5 of the most incredible sporting stories

With Leicester City winning the Premier League, we take a look at five other amazing stories from sport.

Meryl D'Souza May 3, 2016

For more than a decade, the only English football teams of note were Chelsea, Manchester United and Manchester City. With Arsenal – true to their nature – lying on the fringes in fourth place.

Then the 2015-16 Premier League season happened that left us questioning reality. But it’s done. Do not question your reality, Leicester City have won the Premier League and are the champions of England.

We could tell you how they were unlikely candidates, but we’ll let the stats put that in perspective. At the start of the season, bookmakers had them at 5000-1 to win the Premier League. Perspective: in 2013, bookmakers thought Bono had a 1000-1 chance of being the next Pope.
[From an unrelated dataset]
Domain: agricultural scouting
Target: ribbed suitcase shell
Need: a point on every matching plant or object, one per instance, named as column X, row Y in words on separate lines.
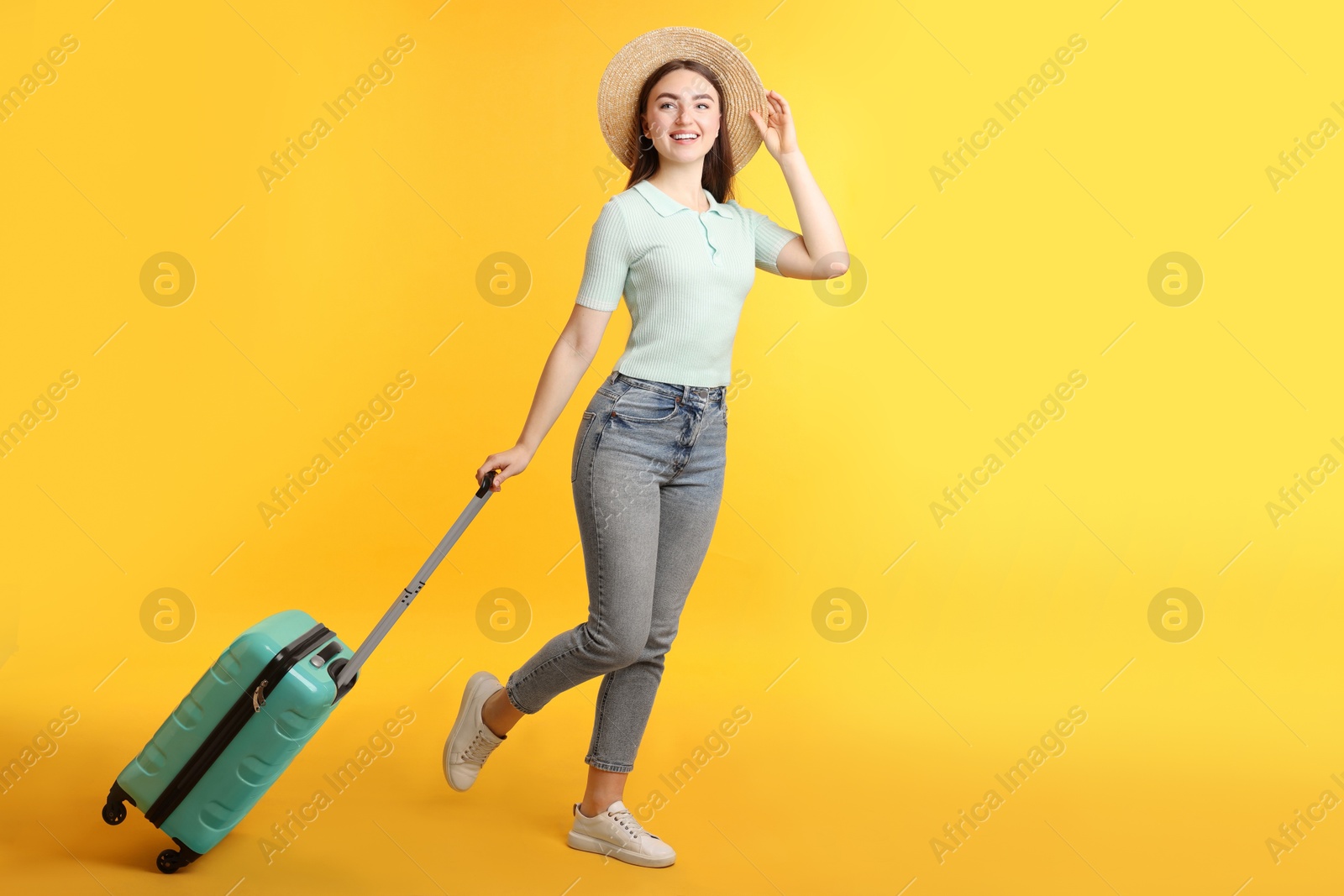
column 260, row 752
They took that relegation candidates tag and ran with it, all the way to the summit of the Premier League. Even if they don’t manage to repeat the feat next season, they’ve already etched themselves into the history books of great upsets, and will go down as one of the most incredible stories in sport. Here are five other examples: 

Billy Miske

With a record of 48-2-2, which included wins against some of the biggest names in boxing and losses to two champions, Miske was one of the most under-appreciated boxers of his era.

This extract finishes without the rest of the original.